Hang up the Foam is an initiative driven by The Girls Gone Green Projects Specialist, Christina Kelcourse. She wants to make it easier for restaurants to replace hazardous Styrofoam food containers with safer, more eco-friendly alternatives.
Those little transport cups and boxes seem so harmless when carrying our much needed coffee and leftovers. Hardly! The dangers can start the minute hot liquid or food comes in contact with the Expanded Polystyrene (EPS) which is Styrofoam. You see, EPS is made using Styrene, a lab animal carcinogen and a possible human carcinogen and neurotoxin. Styrene can migrate from polystyrene containers into food and beverages when heated, or in contact with fatty or acidic foods. Occupational exposure to Styrene increases risk of lymphoma, leukemia, lung tumors, pancreatic cancer, urinary bladder cancer, prostate cancer, and colorectal cancer. Yuck!
Then, because of it's low recycling rate, it becomes dangerous to the rest of the world. EPS foam appears to last forever as it is resistant to be broken down by a light source which normally triggers a process for chemical compounds to decompose. This, combined with the fact that the foam is lightweight and therefore ﬂoats, means that over time a great deal of polystyrene has accumulated along coasts and waterways around the world. It is now thought to be the main component of marine debris. The debris, unfortunately, then becomes food for many animals and since they are unable to digest all these chemicals, they end up dead.
Basically, EPS is considered non-sustainable, an air pollutant and food contaminant - oh my!
We have been reaching out to the restaurant industry in Atlantic Beach, Neptune Beach and Jacksonville Beach in hopes of working together to eliminate foam containers due to its high probability of leaking known carcinogens into your food.
Kelcourse who is a strong advocate for safer, more sustainable to-go containers has been communicating with various restaurants located near the beaches. She was able to give me some insight into what has her so fired up about to-go foam.
Why did you decide to head up the 'Hang Up the Foam' campaign?
Christina: When I learned about the potential health problems linked to eating food off Styrofoam I knew I had to do something about it.
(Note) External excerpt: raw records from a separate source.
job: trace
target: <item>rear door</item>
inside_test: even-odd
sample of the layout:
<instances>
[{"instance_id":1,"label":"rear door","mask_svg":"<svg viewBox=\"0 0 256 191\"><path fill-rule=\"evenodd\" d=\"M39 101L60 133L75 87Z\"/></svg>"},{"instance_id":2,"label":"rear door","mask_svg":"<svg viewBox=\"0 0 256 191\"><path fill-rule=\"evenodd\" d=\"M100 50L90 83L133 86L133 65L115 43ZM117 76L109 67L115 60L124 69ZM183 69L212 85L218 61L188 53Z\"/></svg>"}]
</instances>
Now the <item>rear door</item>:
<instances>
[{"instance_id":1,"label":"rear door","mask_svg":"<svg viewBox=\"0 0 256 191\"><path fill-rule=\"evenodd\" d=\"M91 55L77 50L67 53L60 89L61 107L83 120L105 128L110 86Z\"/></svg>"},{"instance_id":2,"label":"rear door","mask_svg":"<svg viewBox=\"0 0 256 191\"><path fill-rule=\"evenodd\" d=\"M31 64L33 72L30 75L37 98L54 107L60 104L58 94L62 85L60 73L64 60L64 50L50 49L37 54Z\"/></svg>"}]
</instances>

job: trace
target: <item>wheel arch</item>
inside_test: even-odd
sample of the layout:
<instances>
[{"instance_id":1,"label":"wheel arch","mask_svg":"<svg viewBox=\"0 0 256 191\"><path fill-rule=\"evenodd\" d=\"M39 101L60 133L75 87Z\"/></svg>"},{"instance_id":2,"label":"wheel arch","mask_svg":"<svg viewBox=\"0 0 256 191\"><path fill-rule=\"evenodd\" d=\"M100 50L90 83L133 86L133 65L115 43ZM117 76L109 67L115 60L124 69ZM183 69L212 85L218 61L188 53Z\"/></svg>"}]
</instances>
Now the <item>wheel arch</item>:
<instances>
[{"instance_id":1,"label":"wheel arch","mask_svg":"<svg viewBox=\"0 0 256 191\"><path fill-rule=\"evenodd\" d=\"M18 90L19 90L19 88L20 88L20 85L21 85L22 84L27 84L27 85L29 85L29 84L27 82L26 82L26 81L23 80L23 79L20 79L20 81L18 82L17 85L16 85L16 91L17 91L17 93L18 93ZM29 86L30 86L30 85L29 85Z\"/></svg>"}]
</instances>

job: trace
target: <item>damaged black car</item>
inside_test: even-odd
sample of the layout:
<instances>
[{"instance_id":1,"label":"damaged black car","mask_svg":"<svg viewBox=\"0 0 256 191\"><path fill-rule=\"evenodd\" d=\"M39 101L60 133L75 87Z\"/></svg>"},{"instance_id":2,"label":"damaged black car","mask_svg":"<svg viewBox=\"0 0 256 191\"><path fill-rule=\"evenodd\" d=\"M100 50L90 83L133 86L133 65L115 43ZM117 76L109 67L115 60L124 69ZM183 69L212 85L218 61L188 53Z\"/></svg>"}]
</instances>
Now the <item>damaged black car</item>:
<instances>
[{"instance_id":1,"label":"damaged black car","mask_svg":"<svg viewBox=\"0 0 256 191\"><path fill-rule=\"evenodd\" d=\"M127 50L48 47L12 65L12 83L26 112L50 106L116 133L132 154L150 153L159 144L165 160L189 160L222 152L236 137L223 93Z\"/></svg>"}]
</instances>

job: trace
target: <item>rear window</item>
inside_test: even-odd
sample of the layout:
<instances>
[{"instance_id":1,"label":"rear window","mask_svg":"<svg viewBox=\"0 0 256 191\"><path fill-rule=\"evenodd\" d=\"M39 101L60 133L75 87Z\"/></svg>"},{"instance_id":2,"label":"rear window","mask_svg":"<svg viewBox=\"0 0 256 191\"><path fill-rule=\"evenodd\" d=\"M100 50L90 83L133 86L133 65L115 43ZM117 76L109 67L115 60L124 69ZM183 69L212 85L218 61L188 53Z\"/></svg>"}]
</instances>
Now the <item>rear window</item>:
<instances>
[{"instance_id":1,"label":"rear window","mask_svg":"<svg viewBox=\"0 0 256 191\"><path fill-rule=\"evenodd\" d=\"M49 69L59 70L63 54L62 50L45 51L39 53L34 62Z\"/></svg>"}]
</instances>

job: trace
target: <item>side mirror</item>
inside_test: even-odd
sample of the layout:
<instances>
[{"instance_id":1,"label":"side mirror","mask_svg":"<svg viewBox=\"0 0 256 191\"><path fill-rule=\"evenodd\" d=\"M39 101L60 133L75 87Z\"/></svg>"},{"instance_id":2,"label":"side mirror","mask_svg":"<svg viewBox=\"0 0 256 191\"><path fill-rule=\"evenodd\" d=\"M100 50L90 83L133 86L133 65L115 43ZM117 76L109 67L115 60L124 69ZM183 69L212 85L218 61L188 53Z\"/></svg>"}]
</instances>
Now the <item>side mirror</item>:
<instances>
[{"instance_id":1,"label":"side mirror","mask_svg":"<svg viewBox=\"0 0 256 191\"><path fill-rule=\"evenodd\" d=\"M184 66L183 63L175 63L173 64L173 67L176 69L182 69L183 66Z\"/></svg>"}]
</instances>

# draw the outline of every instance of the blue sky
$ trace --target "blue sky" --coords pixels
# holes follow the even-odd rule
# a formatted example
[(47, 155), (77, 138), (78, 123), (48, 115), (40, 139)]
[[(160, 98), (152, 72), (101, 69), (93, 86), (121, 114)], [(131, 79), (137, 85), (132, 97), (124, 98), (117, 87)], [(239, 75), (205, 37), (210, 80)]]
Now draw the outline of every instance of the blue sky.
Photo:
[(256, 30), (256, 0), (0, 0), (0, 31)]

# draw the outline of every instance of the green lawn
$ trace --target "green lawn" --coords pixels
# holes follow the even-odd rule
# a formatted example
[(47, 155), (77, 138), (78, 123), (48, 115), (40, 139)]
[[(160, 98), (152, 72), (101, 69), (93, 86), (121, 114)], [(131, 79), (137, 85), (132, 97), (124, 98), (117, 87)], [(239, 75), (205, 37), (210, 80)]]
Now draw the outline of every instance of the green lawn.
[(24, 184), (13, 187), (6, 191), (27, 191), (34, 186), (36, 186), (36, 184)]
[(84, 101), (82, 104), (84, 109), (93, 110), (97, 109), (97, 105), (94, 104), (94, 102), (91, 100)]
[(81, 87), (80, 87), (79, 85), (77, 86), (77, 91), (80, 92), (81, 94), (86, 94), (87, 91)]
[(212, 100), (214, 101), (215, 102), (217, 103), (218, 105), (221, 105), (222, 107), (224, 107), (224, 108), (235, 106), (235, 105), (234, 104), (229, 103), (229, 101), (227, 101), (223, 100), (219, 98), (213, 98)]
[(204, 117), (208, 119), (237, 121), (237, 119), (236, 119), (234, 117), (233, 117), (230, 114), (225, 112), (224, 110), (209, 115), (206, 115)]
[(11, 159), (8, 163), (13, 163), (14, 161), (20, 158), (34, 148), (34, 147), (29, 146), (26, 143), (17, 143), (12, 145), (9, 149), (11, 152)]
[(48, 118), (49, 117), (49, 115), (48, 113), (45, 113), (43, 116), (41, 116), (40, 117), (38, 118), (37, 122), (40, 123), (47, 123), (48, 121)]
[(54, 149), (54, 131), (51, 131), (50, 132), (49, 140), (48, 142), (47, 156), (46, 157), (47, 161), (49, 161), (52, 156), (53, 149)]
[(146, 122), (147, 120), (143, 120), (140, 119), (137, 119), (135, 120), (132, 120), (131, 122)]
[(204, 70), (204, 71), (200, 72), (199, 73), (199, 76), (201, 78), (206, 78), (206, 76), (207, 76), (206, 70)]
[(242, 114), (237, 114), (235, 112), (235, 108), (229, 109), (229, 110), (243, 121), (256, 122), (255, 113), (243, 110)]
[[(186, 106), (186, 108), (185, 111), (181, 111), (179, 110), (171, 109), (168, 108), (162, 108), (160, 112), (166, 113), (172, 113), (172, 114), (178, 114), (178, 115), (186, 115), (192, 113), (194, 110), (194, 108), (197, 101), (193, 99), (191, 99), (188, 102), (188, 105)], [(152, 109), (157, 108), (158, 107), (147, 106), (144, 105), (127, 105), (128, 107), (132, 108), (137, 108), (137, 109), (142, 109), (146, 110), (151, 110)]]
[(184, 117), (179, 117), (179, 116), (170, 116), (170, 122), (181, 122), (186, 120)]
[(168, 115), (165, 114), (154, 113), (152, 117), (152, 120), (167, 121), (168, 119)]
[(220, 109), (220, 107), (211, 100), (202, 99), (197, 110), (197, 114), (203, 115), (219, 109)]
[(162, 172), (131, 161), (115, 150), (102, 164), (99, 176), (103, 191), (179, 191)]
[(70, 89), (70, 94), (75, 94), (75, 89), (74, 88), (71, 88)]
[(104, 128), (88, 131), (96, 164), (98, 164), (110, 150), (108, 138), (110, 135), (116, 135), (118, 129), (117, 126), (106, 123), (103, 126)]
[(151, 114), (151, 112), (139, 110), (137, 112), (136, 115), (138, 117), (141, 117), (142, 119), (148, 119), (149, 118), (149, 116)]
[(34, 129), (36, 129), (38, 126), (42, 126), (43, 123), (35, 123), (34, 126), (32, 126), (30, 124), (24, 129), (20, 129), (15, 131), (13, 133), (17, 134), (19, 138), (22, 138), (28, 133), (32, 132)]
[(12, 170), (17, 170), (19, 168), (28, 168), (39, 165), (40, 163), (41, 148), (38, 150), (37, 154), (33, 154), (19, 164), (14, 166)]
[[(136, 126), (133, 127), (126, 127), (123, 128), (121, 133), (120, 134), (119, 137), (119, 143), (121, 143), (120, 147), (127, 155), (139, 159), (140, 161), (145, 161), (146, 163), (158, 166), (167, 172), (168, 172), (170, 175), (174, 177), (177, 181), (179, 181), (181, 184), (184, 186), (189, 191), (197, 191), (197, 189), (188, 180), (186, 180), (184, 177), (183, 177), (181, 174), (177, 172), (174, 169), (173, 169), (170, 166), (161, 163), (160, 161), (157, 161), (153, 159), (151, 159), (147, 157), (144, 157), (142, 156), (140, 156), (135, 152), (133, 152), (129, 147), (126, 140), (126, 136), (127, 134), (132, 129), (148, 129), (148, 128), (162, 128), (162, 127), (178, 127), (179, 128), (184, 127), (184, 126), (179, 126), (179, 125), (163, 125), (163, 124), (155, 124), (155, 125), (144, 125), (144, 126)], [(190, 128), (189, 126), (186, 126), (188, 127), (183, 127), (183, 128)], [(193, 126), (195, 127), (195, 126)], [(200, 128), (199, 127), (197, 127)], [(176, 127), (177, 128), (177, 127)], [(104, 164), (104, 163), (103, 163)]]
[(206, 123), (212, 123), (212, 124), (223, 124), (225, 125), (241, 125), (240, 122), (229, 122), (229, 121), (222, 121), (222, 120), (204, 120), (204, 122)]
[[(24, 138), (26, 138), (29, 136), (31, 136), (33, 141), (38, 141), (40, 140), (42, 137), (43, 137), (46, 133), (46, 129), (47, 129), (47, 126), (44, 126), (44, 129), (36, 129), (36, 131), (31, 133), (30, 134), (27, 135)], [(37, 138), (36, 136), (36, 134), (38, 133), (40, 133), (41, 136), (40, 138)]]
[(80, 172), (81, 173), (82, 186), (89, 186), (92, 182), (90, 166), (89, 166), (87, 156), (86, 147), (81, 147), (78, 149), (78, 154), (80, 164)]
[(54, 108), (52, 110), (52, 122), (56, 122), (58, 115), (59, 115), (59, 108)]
Working on this HUTF campaign is my way of spreading the word so more people know what I now know.
What have you learned a long the way?
Christina: I have learned that people are receptive to what I've learned AND they want to take steps to reduce Styrofoam use too! Practically everybody I have talked to believes reducing Styrofoam use is the right thing to do. But unfortunately, I have also learned that saving money can sometimes overpower doing the right thing.
Do you think the campaign is making a difference? What will it take to make it a success?
Christina: I believe it is. We are spreading the word. Even if all we do is educate people, that is successful to me. But we are actually getting restaurants to stop using this product which is our goal. It will be nice to watch this year as we get more and more places to make the switch.
How do you avoid Styrofoam or EPS foam in your daily life?
Christina: I try not to buy any products that use Styrofoam packaging. I also ask each and at every restaurant I go to for a Styrofoam-free alternative. And I try to avoid restaurants that only use Styrofoam.
Styrofoam has been found to be unhealthy, unsafe and one of the largest non-recycled waste products in landfills today.
Mary Jane: After hearing the statistics, especially when hot foods melt on the Styrofoam and cause health problems that was enough for us to CHANGE! Styrofoam is nasty for your health and the environment - not biodegradable and who wants to see this stuff on the earth forever - not our children!
Has there been a response from customers?
Mary Jane: To-go diners love the new changes and appreciate us taking action - nobody wants to eat out of a toxic to-go box!! Parents love having their kids drink out of the eco-friendly cup. We are currently working on a new kid design with a local supplier.
Is it cost-effective to make the switch?
Mary Jane: It costs 25% more for the eco-friendly option, but we feel like the health benefit is more important than the cost. We make it up by having more families dine with us.
Anything else you'd like to add?
Mary Jane: We are parents and we care about all of us eating well, and of course, leaving a cleaner planet for our kids. Many small steps make up a big difference, and awareness is important. We offer many healthy sides for kids including apples, mashed potatoes and steamed veggies. Nothing comes out of a can and everything is made from scratch.